Os tribunais do Acre, Amapá e Distrito Federal foram os únicos a superar o índice de 90% de sucesso. Os tribunais do Piauí, Pará e Goiás tiveram desempenho fraco e ficaram com menos de 25% de êxito. Em números absolutos, as cortes estaduais de Pernambuco, Bahia e Acre tiveram as maiores quantidades de ações que ultrapassaram a fase de pronúncia.

Meta 4
O índice de êxito da Meta 4 — em relação a 2010 — foi de 46%. Entre os dados de tribunais aos quais o CNJ teve acesso, o TJ-PB foi o único a ficar abaixo do patamar de 25% de cumprimento do objetivo. A Corregedoria Nacional de Justiça recentemente fechou parceria para acelerar o andamento de processos relativos a crimes dolosos contra a vida.

O TJ de São Paulo, maior do país, também teve desempenho abaixo da média nacional. As cortes do Amapá, Sergipe e do Distrito Federal e Territórios foram os três que tiveram êxito maior que 90%.

Os tribunais do Pará, Pernambuco, Piauí e Santa Catarina não tiveram os números computados no relatório por inconsitência ou falta de dados. Segundo o conselheiro Bruno Dantas, a corte estadual pernambucana foi a única a não enviar o material ao CNJ. O TJ-PE afirmou, em nota oficial, que fornece parte do material requisitado ao Conselho e que está organizando o restante dos números. De acordo com a assessoria de imprensa do órgão, não há previsão para o envio das estatísticas finais.

Outras ações
O Departamento de Monitoramento e Fiscalização do Sistema Carcerário e do Sistema de Execução de Medidas Socieducativas apresentou o Projeto Agilização — Tribunal do Júri. A meta do programa é concentrar sessões de julgamento em um período, com o mesmo corpo de jurados, e que haja ao menos cinco sessões por semana durante esse período. O Tribunal de Justiça do Distrito Federal, por exemplo, já concentra as sessões em um período desde 2009.

Entre outros objetivos da Enasp, está a redução da violência policial, aperfeiçoar a prova pericial, reduzir o potencial de subregistro de casos de homicídio e priorizar o julgamento de réus reincidentes.
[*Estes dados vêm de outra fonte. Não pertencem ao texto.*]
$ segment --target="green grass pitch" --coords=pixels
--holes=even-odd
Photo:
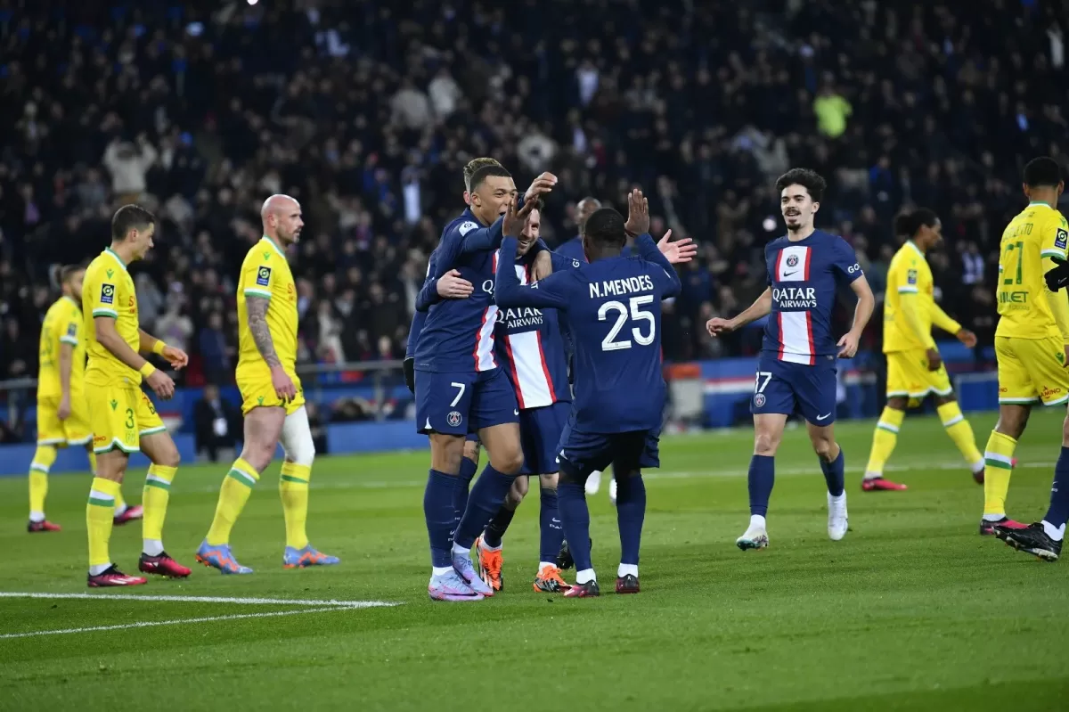
[[[994,415],[971,420],[982,448]],[[1018,449],[1018,518],[1045,511],[1060,422],[1037,413]],[[429,601],[425,452],[316,462],[309,533],[342,557],[323,570],[281,568],[275,465],[234,531],[257,570],[241,577],[192,556],[229,463],[183,467],[165,536],[193,574],[123,591],[86,588],[87,476],[51,478],[48,515],[64,528],[34,536],[25,479],[4,478],[0,591],[216,600],[0,598],[0,710],[1069,709],[1069,562],[977,535],[982,490],[934,419],[902,429],[892,464],[908,492],[861,492],[871,428],[838,427],[846,539],[827,539],[820,468],[792,429],[777,458],[771,547],[746,553],[734,538],[748,522],[752,433],[666,437],[647,487],[639,595],[611,592],[616,516],[607,487],[591,499],[607,591],[594,600],[531,590],[532,489],[506,538],[506,591],[479,604]],[[128,500],[140,500],[140,483],[130,478]],[[128,572],[140,536],[139,524],[112,535]],[[328,600],[400,605],[315,603]],[[122,628],[84,630],[109,626]],[[48,631],[72,632],[37,635]]]

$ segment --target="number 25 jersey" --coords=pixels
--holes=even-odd
[[[1003,231],[998,246],[998,327],[995,336],[1018,339],[1062,337],[1049,299],[1066,300],[1065,292],[1051,293],[1043,273],[1053,268],[1050,258],[1066,257],[1069,226],[1045,203],[1029,203]]]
Com informações da assessoria de imprensa do CNJ.

Revista Consultor Jurídico, 14 de março de 2013, 21h17

Comentários de leitores

2 comentários

Parâmetros fora das leis

Alexandre C.D. Mendonça (Serventuário)

Os parâmetros da meta de julgamento de homicídios é absolutamente fora da lei. A meta deveria levar em consideração a data de PRONUNCIA (Art. 429, III, do CPP e Art. 117, II e III) e não a data da denuncia/distribuição, como se pretende. Observemos que os crimes de homicídio têm prescrição entre 6 (seis) anos (pena mínima + Art. 115 do CP) e 20 (vinte) anos. Assim, a meta 4 é excessivamente rigorosa.

Esforço

Ribas do Rio Pardo (Delegado de Polícia Estadual)

Como me esforcei para zerar o número de homicidio, mas para cada um que relatava outros dois eram cometidos, sem contar as gangues, agora na moda, que matam se apresentam, recebem o direito de responder em liberdade, voltam a matar ou são assassinados.